One of the classic witty comments made by a politician was made by Churchill. A woman sitting next to him was exasperated by his chatter and didn't like his politics. "If you were my husband," she said, "I'd put poison in your coffee." "Madame," Churchill replied. "If I were your husband, I'd drink it."
Humor and Political Cultures: Four Ways of Laughing
Aaron Wildavsky has suggested that in democratic societies you find four political cultures. He explains how these cultures arise in an essay "Conditions for Pluralist Democracy Or: Cultural Pluralism Means More than One Political Culture in a Country." (Mimeographed, May 1982) He writes:
What matters to people is how they should live with other people. The great questions of social life are "Who am I?" (to what group do I belong) and "What should I do?" (Are there many or few prescriptions I am expected to obey?) Groups are strong or weak according to whether they have boundaries separating them from others.
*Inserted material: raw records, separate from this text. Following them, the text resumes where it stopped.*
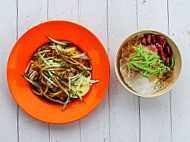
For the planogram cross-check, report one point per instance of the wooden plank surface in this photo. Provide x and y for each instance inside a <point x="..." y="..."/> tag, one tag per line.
<point x="179" y="27"/>
<point x="93" y="15"/>
<point x="154" y="112"/>
<point x="121" y="116"/>
<point x="31" y="13"/>
<point x="8" y="107"/>
<point x="124" y="108"/>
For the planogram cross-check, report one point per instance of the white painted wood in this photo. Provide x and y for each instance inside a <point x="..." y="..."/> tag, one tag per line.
<point x="64" y="10"/>
<point x="7" y="25"/>
<point x="8" y="107"/>
<point x="31" y="13"/>
<point x="124" y="115"/>
<point x="8" y="111"/>
<point x="155" y="112"/>
<point x="93" y="15"/>
<point x="117" y="117"/>
<point x="180" y="98"/>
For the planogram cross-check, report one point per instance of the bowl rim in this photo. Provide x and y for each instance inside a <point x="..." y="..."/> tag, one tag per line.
<point x="117" y="71"/>
<point x="14" y="48"/>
Decisions are taken either for the group as a whole (strong boundaries) or for individuals or families (weak boundaries). Prescriptions are few or many indicating that the individual internalizes a large or a small number of behavioral norms to which he or she is bound. (1982, 7)
Drawing upon the work of Mary Douglas, with whom Wildavsky has collaborated, he combines boundaries and prescriptions and comes us with four political cultures:
1. Fatalists: Weak Boundaries, Many Prescriptions
2. Competitive Individualists: Weak Boundaries, Few Prescriptions
3. Hierarchical Elitists: Strong Boundaries, Many Prescriptions
4. Egalitarians: Strong Boundaries, Few Prescriptions
Each of these political cultures has certain attributes that Wildavsky spells out in this paper and in a number of his other works. For example, Elitists believe in stratification, but have a sense of noblesse oblige for those below them. Competitive individualists believe in the market and take risks, stressing the importance of personal initiative for personal gain. The Egalitarians stress that people are equal in terms of their needs and continually criticize both the elitists and the individualists for not doing enough for the fatalists, who have more or less opted out of the economic system and believe that luck is the determining factor in life. (This description is highly reductionistic, I might point out. For a fuller elaboration of Wildavsky's views, see his essay "Choosing Preferences by Constructing Institutions: A Cultural Theory of Preference Formation," reprinted in A. Berger, ed., Political Culture and Public Opinion, Transaction Publishers, 1989.)
Communication theory tells us that groups tend to seek out material (television shows, plays, films, and we can add humorous material) that reinforces their view of things and supports and validates their belief system. And they tend to avoid material that would cause dissonance and attack or cause them to question their beliefs.